King’s Chapel Burying Ground is separated from the pedestrian sidewalk by a high fence, whose gate was locked at the time I was there in 2007. Not something that would normally thwart me from tip-toeing among the tombstones, but there were so many people around that it felt a bit uncool to do so. I made these photos through the bars.
King's Chapel is still an active (Unitarian) church, originally founded in 1686 as the first Anglican Church in New England during the reign of King James II. The original King's Chapel was a wooden church built here at the corner of Tremont and School Streets, where the stone church stands today. (Wikipedia tells us that) it was situated on the public burying ground because no resident would sell land for a non-Puritan church.
– Latin for "the hour is fleeting."
The graveyard has quite an assortment of ‘skull and crossbones’ type headstones, which are prevalent in New England. You really don’t see such carvings in this quantity anywhere else in the United States. Lest those of us who live outside New England feel slighted, we have far more Victorian garden cemeteries than they do! There are just not many angels or statue and monument-intensive cemeteries in New England, with the exception of Mount Auburn Cemetery in Cambridge, Massachusetts (America’s first rural garden cemetery, patterned after Pere Lachaise in Paris).

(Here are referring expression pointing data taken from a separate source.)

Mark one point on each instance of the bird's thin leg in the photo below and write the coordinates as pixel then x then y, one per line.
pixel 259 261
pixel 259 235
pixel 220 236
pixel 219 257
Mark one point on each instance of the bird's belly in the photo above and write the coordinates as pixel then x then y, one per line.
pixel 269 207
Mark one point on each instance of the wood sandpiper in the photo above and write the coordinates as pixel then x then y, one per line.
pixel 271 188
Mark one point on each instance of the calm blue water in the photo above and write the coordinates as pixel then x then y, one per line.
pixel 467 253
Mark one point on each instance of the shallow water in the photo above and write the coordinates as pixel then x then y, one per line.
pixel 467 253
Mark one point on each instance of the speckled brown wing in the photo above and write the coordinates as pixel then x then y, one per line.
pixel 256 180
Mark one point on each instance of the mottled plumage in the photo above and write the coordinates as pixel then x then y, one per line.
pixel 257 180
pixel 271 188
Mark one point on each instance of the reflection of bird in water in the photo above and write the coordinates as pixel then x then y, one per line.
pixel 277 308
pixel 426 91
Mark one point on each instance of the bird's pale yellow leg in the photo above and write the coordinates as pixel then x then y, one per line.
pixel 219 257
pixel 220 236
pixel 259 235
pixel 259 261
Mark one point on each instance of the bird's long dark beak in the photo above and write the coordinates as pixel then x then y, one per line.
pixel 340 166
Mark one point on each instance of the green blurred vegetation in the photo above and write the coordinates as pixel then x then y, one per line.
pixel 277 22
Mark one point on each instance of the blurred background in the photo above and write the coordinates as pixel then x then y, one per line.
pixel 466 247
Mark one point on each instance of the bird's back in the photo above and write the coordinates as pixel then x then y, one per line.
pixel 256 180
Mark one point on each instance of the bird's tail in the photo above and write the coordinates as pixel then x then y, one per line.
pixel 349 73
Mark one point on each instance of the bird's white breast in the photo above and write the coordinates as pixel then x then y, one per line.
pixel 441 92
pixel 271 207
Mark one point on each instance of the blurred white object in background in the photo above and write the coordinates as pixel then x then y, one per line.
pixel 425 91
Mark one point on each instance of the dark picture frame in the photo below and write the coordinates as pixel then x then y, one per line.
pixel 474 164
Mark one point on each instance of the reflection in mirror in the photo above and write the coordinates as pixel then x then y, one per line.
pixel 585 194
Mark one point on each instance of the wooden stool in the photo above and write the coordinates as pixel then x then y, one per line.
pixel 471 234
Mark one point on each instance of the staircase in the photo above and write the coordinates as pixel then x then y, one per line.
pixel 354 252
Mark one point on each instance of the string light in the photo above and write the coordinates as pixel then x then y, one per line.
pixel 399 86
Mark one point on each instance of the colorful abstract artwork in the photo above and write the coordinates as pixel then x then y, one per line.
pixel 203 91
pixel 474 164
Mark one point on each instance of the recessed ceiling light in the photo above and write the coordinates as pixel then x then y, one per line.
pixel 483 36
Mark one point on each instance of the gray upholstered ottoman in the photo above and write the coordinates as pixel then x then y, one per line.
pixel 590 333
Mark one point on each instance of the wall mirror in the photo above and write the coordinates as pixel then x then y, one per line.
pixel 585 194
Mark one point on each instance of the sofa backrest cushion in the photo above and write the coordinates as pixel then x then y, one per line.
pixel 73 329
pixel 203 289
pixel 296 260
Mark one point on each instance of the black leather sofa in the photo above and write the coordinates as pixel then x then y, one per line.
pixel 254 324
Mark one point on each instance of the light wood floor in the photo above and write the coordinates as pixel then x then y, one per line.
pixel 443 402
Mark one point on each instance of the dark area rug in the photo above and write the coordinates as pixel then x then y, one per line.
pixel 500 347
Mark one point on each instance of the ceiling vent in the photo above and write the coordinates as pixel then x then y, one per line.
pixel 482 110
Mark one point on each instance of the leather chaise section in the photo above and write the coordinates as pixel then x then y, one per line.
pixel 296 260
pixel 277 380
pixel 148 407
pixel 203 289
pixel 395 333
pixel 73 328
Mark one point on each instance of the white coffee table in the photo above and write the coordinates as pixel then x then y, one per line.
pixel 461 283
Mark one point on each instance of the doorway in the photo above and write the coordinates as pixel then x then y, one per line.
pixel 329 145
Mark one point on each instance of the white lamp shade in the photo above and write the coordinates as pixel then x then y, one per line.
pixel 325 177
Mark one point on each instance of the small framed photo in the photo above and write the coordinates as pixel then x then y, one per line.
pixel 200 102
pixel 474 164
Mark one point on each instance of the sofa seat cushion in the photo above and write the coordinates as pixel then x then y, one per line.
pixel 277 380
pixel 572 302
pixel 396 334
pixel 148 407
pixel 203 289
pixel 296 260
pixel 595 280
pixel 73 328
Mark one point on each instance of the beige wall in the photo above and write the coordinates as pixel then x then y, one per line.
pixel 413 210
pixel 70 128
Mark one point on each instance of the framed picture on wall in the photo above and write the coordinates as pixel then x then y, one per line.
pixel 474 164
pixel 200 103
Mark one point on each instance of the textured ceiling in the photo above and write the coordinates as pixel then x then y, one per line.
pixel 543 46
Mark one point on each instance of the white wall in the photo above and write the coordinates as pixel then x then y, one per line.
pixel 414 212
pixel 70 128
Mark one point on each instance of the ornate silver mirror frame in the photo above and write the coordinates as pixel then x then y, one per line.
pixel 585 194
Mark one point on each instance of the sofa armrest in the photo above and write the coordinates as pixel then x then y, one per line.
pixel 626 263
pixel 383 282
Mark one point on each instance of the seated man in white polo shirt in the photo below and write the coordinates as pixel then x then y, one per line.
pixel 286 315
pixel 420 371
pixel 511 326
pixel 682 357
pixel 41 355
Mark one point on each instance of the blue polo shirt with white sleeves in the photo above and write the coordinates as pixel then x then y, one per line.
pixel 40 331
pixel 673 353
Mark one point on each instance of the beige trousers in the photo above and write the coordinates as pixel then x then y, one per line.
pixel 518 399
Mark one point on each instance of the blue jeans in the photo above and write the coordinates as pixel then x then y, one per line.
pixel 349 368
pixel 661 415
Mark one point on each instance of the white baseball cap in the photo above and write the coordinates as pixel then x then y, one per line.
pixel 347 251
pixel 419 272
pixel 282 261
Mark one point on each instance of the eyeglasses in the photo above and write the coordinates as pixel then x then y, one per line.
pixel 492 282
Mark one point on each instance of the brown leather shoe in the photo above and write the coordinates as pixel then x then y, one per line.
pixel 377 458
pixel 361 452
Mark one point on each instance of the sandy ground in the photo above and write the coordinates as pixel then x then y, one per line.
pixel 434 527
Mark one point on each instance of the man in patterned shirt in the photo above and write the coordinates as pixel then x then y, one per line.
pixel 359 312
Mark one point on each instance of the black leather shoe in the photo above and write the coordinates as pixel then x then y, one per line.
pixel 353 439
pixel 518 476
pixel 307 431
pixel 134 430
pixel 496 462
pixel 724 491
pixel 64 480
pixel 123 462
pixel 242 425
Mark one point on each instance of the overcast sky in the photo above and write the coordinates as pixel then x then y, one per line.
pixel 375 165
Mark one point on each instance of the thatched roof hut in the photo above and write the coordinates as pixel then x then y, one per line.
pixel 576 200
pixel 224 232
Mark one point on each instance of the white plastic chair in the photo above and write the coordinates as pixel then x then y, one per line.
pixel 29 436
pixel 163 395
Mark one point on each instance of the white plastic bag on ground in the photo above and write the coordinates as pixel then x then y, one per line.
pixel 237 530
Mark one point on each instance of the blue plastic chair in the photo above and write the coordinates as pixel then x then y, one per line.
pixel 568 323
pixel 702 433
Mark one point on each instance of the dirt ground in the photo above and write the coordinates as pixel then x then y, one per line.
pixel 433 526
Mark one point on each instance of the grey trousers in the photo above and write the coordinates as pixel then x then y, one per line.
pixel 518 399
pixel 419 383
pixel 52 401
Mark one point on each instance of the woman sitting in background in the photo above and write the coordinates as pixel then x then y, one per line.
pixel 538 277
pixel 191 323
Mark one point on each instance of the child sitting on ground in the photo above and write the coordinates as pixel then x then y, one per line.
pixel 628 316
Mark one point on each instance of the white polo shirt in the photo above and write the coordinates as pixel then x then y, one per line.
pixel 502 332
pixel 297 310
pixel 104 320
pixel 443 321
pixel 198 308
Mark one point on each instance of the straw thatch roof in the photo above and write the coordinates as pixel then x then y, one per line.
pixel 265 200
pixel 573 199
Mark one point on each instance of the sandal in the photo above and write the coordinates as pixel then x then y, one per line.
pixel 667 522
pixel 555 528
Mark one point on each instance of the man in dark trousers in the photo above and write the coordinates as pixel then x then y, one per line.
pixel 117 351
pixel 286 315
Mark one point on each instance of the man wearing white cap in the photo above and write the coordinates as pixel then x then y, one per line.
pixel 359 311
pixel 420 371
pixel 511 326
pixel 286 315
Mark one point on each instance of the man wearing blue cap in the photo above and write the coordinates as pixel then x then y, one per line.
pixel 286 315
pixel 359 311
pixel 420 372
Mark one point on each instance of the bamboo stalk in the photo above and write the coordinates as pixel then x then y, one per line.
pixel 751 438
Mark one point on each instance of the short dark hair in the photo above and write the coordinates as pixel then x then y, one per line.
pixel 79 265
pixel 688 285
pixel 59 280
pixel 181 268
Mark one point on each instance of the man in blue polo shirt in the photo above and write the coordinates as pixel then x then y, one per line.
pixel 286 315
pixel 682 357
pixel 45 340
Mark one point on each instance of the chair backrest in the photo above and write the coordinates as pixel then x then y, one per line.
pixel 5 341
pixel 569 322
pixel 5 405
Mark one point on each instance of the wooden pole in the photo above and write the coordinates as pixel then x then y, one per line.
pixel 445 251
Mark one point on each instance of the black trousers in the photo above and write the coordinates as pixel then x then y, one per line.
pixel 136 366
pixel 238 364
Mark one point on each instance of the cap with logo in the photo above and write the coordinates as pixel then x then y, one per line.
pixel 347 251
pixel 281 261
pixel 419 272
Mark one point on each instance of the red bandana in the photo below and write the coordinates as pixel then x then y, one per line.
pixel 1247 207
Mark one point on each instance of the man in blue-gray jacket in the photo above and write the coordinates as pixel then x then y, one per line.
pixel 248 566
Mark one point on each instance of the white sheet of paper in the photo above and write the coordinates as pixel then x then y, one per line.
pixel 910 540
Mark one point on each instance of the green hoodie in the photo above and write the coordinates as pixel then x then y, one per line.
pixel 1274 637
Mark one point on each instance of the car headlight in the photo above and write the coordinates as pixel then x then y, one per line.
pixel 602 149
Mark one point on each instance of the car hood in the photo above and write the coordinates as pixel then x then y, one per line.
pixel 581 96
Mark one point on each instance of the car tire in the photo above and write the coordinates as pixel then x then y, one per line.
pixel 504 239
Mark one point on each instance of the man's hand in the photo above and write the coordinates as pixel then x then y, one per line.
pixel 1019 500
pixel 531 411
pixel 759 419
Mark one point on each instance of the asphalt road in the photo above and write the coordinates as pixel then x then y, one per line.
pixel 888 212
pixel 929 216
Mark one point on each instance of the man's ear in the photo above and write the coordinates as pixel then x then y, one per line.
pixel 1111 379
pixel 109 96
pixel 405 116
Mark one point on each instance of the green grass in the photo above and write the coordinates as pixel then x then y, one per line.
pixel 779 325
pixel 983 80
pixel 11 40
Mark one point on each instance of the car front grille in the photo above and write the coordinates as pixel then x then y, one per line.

|Cherub head, Mt. Auburn Cemetery|
|Skull and crossbones|
And speaking of tombstone inscriptions…
A few years after visiting Boston, while reading Nathaniel Hawthorne’s The Scarlet Letter (1850), I was surprised to find out his inspiration for the novel came from a stone in King’s Chapel Burying Ground. Supposedly, there’s a headstone inscribed with a script letter “A” which certain people take to indicate 'adultery.' I took some liberties with the photo at the beginning of this article − this is a stone from a cemetery in Delaware.The real headstone was that of Elizabeth Pain, the model for Hawthorne’s adulterous Hester Prynne, which you see in the photo below. Pain's headstone has an engraved coat of arms in which the letter 'A' appears in the shield to the right of two lions.
|Elizabeth Pain Headstone (ref.)|
King's Chapel Burying Ground is actually mentioned in the final paragraph of The Scarlet Letter:
So said Hester Prynne, and glanced her sad eyes downward at the scarlet letter. And, after many, many years, a new grave was delved, near an old and sunken one, in that burial–ground beside which King’s Chapel has since been built. It was near that old and sunken grave, yet with a space between, as if the dust of the two sleepers had no right to mingle. Yet one tomb–stone served for both. All around, there were monuments carved with armorial bearings; and on this simple slab of slate—as the curious investigator may still discern, and perplex himself with the purport—there appeared the semblance of an engraved escutcheon. It bore a device, a herald’s wording of which may serve for a motto and brief description of our now concluded legend; so sombre is it, and relieved only by one ever–glowing point of light gloomier than the shadow:— “ON A FIELD, SABLE, THE LETTER A, GULES” - The Scarlet Letter, Nathanial Hawthorne
|Sam Bellamy's Jolly Roger flag (ref.)|
Even if you're not a huge fan of history, Boston is well worth a visit. They've got a great hockey team and more private ice cream parlors and doughnut shops per capita than any city in America! And with Mount Auburn Cemetery just a couple miles from the center of town, what's not to like?